Some readers - very few, I imagine - might be interested in knowing the origins of the word ‘coitus’ in the expression ‘coitus interruptus’, as employed independently by both Mr Bliss and me in our respective learned disquisitions on the aberration for which the Bible says God slew Onan.

It’s from the Latin word coire meaning ‘coming together’.  (Hence perhaps its association with the word ‘bliss').

It first appeared in Middle English in the form ‘coite’ in a translation of a French textbook on surgery.

Its contemporary use, as a medical and polite term for sexual intercourse, which as we all know is itself a polite term or euphemism for ‘shagging’ or 'bonking', which are themselves slightly less offensive terms than the ubiquitous f-word, used to alarming effect by Mrs Bliss in her stand-up comedy routine, dates from the middle of the 19th Century.

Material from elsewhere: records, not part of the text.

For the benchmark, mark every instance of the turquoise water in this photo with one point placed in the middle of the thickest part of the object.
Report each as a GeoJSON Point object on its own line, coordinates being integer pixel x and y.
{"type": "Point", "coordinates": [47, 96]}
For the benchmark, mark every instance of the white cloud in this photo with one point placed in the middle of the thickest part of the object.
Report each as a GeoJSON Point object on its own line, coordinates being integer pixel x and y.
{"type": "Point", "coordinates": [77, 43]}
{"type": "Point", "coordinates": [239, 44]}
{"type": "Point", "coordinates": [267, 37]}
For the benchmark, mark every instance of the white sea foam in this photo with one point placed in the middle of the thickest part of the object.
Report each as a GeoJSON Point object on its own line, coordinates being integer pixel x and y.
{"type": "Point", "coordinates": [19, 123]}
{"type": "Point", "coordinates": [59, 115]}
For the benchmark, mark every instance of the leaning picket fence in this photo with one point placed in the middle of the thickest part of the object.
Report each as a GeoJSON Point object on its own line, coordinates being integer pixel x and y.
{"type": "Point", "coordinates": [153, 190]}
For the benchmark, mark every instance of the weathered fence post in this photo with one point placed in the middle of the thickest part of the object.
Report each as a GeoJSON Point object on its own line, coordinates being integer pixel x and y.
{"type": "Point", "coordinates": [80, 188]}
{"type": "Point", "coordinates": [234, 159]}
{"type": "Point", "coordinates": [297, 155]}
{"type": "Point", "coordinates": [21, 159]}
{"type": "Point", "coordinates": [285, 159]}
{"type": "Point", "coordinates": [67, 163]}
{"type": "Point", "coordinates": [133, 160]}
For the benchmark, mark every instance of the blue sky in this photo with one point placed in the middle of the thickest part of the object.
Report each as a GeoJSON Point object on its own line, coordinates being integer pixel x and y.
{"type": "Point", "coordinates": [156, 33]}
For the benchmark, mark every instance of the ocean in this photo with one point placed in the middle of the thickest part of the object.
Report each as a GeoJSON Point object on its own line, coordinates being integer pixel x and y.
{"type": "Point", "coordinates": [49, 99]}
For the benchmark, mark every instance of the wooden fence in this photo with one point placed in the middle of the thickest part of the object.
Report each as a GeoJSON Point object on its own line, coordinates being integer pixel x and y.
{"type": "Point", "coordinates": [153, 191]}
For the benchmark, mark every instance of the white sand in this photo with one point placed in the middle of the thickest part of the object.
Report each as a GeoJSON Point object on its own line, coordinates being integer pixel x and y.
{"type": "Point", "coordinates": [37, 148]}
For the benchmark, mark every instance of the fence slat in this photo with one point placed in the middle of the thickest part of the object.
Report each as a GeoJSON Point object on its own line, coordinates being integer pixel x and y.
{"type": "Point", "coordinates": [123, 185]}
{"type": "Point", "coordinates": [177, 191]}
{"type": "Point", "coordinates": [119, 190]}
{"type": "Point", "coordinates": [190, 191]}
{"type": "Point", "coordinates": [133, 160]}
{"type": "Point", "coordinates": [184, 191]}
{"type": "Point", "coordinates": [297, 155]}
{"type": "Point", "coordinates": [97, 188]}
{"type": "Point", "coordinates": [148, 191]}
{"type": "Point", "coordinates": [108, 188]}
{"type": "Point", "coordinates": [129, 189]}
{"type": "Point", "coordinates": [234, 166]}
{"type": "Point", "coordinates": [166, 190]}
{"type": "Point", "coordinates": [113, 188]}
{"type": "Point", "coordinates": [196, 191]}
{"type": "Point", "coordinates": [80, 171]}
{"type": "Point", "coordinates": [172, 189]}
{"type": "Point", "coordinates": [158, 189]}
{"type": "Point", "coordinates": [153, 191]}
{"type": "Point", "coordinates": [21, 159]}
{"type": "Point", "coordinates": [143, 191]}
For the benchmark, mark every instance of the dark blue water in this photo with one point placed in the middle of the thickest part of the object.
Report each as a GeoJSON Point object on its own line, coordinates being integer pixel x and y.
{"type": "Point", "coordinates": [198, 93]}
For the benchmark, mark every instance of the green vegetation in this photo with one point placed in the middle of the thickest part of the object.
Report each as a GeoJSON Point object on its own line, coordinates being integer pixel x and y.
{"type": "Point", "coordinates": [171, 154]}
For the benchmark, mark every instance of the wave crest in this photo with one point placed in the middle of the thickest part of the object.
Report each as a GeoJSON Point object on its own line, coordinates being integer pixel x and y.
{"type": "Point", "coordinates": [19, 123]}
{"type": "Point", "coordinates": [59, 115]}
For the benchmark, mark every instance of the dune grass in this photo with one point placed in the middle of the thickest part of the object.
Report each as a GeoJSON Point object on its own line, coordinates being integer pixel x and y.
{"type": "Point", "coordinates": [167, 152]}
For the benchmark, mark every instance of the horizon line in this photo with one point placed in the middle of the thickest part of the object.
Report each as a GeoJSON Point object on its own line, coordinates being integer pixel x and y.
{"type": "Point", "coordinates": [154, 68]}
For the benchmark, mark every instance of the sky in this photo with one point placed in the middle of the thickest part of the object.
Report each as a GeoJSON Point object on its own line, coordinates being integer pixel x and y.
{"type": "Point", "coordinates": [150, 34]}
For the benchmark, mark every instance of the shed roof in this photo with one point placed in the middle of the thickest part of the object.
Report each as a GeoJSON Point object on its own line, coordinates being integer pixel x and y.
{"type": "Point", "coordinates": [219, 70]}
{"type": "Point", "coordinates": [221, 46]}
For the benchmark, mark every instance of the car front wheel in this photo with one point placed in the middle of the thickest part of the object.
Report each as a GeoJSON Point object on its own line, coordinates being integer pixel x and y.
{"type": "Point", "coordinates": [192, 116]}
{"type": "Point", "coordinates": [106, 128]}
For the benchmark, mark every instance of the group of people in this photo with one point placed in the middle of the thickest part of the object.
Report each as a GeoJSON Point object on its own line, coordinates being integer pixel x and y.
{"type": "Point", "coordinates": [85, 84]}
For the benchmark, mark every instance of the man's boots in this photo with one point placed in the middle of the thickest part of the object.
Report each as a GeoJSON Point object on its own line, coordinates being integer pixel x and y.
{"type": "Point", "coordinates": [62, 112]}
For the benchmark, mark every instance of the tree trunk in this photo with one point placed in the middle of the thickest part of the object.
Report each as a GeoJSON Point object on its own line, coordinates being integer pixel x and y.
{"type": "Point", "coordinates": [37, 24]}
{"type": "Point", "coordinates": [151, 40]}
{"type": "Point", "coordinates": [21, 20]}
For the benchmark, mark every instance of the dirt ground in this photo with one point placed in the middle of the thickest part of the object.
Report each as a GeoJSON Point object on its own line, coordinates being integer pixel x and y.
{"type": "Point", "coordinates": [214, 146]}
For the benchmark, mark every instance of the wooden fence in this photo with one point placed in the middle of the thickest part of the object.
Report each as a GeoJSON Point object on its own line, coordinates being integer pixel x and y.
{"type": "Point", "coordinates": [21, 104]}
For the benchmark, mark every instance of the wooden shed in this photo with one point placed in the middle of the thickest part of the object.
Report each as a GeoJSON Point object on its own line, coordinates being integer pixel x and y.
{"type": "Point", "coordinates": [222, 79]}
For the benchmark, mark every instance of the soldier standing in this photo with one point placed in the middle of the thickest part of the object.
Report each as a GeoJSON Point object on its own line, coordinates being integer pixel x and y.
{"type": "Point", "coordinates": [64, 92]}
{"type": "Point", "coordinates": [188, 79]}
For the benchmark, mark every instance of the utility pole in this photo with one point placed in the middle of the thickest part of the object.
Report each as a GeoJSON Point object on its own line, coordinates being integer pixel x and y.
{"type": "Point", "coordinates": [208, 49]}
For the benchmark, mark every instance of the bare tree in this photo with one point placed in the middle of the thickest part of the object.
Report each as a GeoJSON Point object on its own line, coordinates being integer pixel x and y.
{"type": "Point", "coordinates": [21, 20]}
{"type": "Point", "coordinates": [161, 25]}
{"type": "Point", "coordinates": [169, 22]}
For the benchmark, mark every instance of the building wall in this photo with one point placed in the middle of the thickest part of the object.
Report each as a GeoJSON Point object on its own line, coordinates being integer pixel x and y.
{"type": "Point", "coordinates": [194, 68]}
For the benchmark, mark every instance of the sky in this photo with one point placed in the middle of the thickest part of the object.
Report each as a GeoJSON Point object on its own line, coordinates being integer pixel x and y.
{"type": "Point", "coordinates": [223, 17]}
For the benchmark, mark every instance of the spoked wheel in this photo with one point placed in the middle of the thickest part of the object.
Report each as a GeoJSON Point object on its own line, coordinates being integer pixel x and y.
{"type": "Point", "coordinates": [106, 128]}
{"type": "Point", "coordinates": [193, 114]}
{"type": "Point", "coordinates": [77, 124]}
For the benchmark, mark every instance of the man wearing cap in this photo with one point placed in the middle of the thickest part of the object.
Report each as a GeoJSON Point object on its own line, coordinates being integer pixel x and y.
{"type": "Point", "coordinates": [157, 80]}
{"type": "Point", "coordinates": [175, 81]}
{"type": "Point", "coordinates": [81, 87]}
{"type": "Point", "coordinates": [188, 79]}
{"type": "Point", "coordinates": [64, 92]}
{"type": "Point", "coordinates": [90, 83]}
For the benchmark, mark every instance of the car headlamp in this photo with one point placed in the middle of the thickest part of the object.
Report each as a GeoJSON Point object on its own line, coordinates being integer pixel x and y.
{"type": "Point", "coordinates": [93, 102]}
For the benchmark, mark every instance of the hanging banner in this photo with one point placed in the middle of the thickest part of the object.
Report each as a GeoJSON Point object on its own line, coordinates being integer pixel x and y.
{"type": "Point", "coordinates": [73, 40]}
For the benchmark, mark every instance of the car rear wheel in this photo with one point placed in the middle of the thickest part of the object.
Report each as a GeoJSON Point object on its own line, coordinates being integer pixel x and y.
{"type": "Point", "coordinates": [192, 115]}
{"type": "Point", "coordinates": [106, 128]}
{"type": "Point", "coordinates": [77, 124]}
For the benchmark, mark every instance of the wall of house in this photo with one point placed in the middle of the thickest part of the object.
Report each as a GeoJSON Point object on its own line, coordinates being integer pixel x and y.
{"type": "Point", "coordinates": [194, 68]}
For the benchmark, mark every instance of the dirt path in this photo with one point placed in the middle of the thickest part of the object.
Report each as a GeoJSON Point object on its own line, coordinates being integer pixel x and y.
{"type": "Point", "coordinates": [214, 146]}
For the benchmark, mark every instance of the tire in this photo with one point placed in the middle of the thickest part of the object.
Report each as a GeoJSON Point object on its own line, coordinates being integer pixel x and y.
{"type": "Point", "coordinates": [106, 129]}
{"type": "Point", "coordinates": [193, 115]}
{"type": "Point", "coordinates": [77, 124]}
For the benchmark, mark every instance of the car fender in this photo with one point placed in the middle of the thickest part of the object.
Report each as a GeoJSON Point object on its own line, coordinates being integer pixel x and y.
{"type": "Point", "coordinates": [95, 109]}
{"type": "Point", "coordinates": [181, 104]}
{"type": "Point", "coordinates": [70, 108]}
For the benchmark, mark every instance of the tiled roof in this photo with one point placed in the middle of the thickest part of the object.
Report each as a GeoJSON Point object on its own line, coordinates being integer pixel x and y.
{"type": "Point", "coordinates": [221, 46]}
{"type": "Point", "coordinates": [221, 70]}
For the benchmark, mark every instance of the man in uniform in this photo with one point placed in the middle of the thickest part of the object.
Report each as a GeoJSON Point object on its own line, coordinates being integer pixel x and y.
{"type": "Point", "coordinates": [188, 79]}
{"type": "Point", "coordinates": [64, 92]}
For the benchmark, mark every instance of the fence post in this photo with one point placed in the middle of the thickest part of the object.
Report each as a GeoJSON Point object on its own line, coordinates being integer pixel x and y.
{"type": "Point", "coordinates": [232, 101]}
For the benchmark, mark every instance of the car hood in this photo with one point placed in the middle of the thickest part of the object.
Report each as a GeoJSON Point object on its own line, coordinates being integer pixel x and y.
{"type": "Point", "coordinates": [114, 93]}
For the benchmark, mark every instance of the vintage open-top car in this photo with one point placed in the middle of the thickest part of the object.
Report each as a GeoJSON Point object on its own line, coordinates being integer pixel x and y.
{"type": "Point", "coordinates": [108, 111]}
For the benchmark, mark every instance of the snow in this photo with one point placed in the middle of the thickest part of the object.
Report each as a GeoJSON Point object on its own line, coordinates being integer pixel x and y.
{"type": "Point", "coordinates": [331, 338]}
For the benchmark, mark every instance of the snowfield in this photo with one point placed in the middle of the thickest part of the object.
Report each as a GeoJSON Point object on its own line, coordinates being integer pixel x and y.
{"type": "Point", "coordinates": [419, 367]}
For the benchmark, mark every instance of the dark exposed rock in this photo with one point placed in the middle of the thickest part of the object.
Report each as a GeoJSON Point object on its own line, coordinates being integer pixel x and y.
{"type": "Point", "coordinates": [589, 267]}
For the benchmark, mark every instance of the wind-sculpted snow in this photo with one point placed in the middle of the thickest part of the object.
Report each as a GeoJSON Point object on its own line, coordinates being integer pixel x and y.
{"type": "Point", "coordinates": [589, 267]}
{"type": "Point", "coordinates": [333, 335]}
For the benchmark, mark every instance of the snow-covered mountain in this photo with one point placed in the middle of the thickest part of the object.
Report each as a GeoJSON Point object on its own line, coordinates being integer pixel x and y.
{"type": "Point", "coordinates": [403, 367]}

The cognate synonym ‘coition’ was first used with reference to sexual intercourse in 1615.  It was subsequently made famous in a limerick that scholars believe was composed by a former Bishop of Bath and Wells:

‘As Titian was mixing rose-madder,
His model posed nude on a ladder:
Her position, to Titian,
Suggested coition,
So he climbed up the ladder and ‘ad ‘er.’

As Michael Caine would say, not many people know that.  Quite probably, not many people would want to.